Confusion Matrix is an N x N matrix, in which rows correspond to correct decision classes and the columns to decisions made by the classifier. The number ni,j at the intersection of i-th row and j-th column is equal to the number of cases from the i-th class which have been classified as belonging to the j-th class.
In the previous parts of the tutorial (part 1, part 2) we introduced quantitative indicators of classification model quality. In the next two parts we will take a closer look at a couple of graphical indicators. The first one is called the Confusion Matrix (the name “Contingency Table” is also used).
Various forms of Confusion Matrices let us more easily observe certain characteristics of the classification (i.e. the cost incurred by incorrect classifications).
Confusion Matrix in the gains and losses form contains the sums of costs due to classification decisions.

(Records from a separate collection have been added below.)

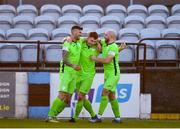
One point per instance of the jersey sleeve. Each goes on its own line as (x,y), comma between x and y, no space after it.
(112,50)
(65,46)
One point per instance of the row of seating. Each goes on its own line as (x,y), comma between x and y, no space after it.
(126,34)
(155,49)
(95,10)
(113,22)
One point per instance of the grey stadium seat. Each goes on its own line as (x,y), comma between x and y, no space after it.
(128,35)
(72,10)
(51,10)
(11,52)
(151,44)
(29,51)
(7,10)
(134,22)
(86,31)
(116,10)
(157,22)
(27,10)
(5,23)
(53,52)
(111,22)
(89,22)
(166,50)
(102,30)
(24,22)
(67,22)
(138,10)
(158,10)
(175,10)
(173,22)
(2,35)
(60,33)
(93,10)
(46,22)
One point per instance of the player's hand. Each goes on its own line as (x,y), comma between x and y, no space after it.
(68,39)
(122,46)
(93,58)
(76,67)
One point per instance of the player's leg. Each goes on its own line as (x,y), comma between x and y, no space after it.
(62,100)
(114,101)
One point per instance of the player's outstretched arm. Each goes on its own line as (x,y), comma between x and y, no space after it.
(122,46)
(106,60)
(64,54)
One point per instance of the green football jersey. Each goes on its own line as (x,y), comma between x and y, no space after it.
(87,65)
(110,49)
(74,51)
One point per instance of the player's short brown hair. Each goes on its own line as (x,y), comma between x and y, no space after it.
(93,34)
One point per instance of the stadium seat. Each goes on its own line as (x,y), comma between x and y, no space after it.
(173,22)
(5,23)
(10,52)
(72,10)
(53,52)
(51,10)
(175,10)
(111,22)
(157,22)
(116,10)
(93,10)
(24,22)
(166,50)
(134,22)
(29,51)
(138,10)
(60,33)
(2,35)
(151,44)
(67,22)
(128,35)
(46,22)
(27,10)
(102,30)
(158,10)
(89,22)
(86,31)
(171,33)
(7,10)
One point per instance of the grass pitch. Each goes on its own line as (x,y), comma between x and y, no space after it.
(127,123)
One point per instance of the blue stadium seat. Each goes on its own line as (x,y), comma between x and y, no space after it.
(60,33)
(138,10)
(5,23)
(158,10)
(7,10)
(67,22)
(116,10)
(89,22)
(11,52)
(46,22)
(24,22)
(72,10)
(93,10)
(157,22)
(134,21)
(173,22)
(51,10)
(111,22)
(27,10)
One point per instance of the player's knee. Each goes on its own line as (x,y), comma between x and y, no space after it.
(105,92)
(81,96)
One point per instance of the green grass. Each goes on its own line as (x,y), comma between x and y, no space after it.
(127,123)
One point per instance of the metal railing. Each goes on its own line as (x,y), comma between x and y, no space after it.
(39,64)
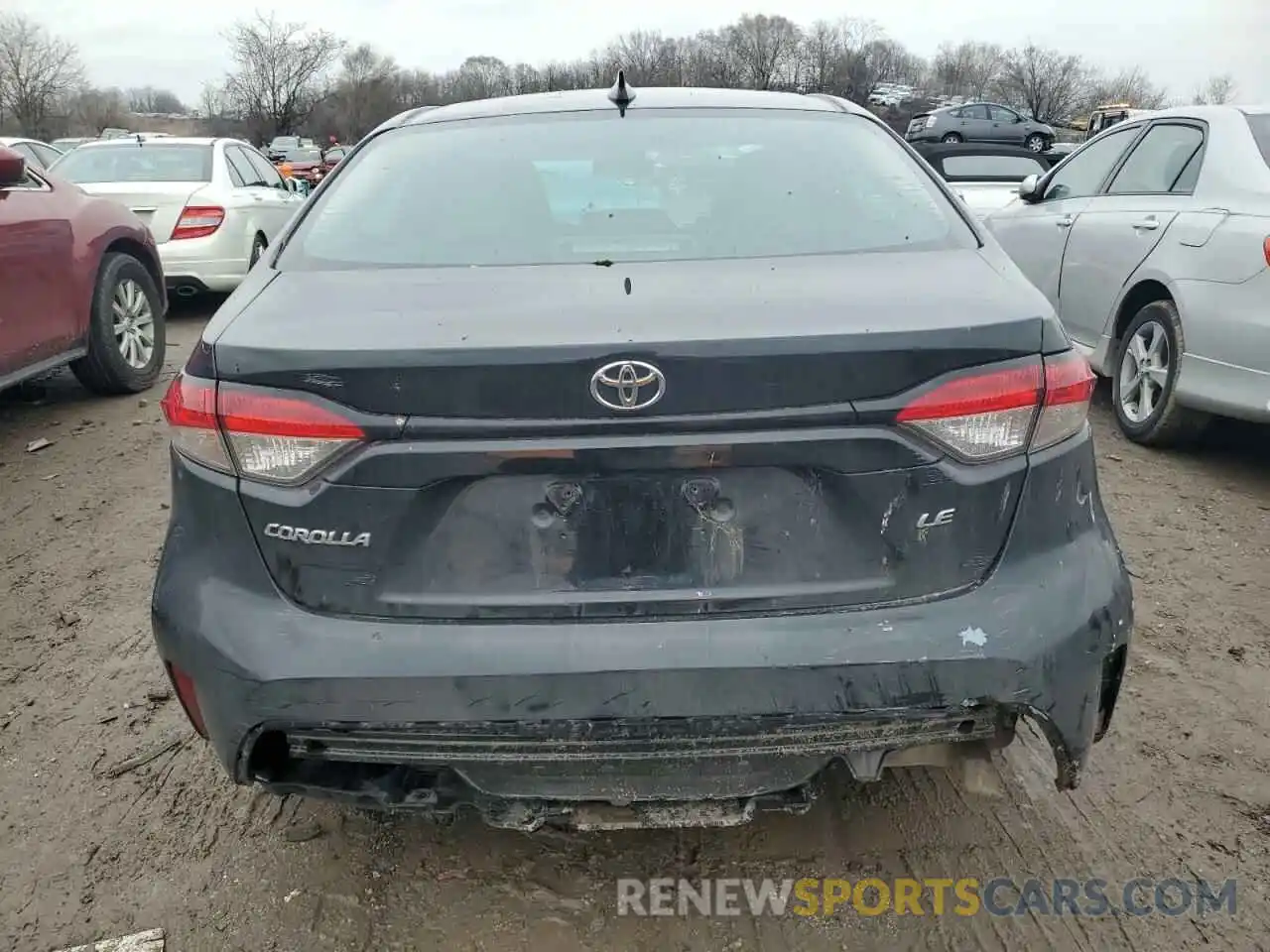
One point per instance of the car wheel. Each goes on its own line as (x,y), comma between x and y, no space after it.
(126,335)
(258,246)
(1143,389)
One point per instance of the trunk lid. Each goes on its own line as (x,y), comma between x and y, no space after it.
(157,203)
(763,479)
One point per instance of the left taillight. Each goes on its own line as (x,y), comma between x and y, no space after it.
(253,433)
(197,221)
(997,413)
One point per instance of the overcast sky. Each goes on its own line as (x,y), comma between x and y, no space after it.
(181,45)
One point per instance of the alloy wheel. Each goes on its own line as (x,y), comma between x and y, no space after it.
(1144,371)
(134,324)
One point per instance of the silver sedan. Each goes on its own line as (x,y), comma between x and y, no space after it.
(1152,241)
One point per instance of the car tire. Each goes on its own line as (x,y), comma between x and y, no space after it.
(258,245)
(1148,358)
(126,317)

Cut off point is a certain threshold value which can be used to determine whether an observation belongs to a particular class.
if P(class(x)=1) >= alfa, then assign to class 1
alfa – the cut off point
P (class(x)=1) – probability, that the given element belongs to the class denoted by 1
If the probability (calculated by our classification model) that a given loan applicant will not be good at repaying the loan is greater or equal to 60%, then assign this applicant to the class of bad debtors, otherwise assign him/her to the class of good debtors.
Different cut off points can be considered for the same problem (i.e., assessing creditworthiness), which will lead to different confusion matrices. By analyzing these matrices the optimal cut off point can be selected.